For the most part, the vegetable seeds which are called heirloom seeds should share two characteristics. They should be open-pollinated, and the variety should be no less than 50 years old. Although a few seeds which are featured in catalogs or stores might meet one of the aforementioned requirements, they must actually meet both requirements for a reputable seed retailer to describe them as Heirloom.
The majority of seeds available right now are classified as Hybrids. A hybrid is a variety which is the result of cross-pollinating two different varieties. The issue encountered with hybrids is, they aren’t able to replicate themselves. If you plant these seeds, then recover the seeds from the first generation plants, that second generation of seeds will merely have the traits of one of its genetic forebearers. Perhaps a very basic illustration would be clearer. If your seeds become hybrid plants that are a combination of red peppers and yellow peppers, the hybrid could grow orange peppers. If you gather the seeds from the orange peppers and plant them, the next group of plants would merely produce either green or yellow peppers.
Heirloom seeds, on the other hand, are open-pollinated varieties. This means that if you recover seeds from these plants, the next group of plants should grow “true to type”, meaning that the very same vegetable will keep growing year after year.
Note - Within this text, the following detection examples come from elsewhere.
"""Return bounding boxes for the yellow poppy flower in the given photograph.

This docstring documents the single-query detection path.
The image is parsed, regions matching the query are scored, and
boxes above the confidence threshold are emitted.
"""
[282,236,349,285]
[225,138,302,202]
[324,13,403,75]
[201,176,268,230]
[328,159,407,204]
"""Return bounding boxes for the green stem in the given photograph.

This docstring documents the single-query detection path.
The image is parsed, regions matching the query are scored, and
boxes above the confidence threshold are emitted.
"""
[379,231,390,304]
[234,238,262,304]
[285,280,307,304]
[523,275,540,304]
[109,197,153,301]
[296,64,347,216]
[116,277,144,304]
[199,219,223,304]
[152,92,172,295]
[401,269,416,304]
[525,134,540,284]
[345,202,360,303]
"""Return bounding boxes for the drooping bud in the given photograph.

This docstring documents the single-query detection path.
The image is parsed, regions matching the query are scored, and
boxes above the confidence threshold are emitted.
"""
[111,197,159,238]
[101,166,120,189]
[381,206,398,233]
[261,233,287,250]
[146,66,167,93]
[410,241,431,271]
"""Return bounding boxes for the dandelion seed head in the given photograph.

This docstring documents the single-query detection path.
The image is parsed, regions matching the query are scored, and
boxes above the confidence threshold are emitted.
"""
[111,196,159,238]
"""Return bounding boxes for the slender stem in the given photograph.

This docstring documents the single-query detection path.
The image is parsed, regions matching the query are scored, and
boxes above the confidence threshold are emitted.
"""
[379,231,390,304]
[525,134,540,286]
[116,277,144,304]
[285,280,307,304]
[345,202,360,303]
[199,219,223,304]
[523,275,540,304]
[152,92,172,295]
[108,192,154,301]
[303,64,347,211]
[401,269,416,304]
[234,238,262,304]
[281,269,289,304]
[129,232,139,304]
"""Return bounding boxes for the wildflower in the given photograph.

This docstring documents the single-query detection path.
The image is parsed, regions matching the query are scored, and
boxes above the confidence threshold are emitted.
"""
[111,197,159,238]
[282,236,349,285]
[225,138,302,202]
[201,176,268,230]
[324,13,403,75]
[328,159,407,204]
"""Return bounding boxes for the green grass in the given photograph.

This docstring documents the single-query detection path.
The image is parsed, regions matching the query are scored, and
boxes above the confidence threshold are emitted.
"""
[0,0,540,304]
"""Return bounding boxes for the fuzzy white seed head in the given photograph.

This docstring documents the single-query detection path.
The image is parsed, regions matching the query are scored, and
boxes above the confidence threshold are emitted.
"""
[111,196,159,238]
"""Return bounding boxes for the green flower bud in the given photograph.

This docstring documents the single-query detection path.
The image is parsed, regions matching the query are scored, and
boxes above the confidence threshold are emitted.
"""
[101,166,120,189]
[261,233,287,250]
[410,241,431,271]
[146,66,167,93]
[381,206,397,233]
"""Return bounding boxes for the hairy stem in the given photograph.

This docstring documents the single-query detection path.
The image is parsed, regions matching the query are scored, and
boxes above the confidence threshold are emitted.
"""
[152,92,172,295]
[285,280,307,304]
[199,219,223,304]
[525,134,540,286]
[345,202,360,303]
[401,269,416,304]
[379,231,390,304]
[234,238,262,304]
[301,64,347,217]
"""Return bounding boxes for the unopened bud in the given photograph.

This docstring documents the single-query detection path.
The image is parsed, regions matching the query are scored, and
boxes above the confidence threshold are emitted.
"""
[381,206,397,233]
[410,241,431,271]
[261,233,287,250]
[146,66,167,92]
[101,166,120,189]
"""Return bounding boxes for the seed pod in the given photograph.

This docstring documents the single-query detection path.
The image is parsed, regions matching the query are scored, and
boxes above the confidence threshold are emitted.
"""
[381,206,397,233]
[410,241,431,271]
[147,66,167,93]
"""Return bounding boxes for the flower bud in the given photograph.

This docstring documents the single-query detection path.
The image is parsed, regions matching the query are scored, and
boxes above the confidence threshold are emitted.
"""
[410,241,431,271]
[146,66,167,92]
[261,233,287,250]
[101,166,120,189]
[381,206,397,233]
The ability of heirloom vegetables to replicate themselves is the means by which these varieties have continued producing for so many years. Another nice option is the Black & Decker CMM1200 Cordless Electric Mower.
While the fifty year minimum for recognizing the heirloom varieties might strike you as arbitrary, the era which followed the Second World War marks the beginning of when commercial seed companies began developing and advertising the more durable hybrid vegetable seeds. Modern gardeners have cultivated a new taste for the heirloom vegetable varieties, however, and the seed companies have reacted by dedicating growing percentages of advertizing space to Heirloom varieties.
Please do not assume that hybrid vegetables are always bad. The technology which produced today’s hybrid vegetables has produced disease and drought resistance and higher yields in American agriculture, which has multinational advantages. Heirloom vegetables are appreciated by many home gardeners, however, thanks to their texture and flavor, in addition to their propensity to call upon memories of Grandma’s tomato soup. Another good item to look into is the Black & Decker MM875 Mulching Mower.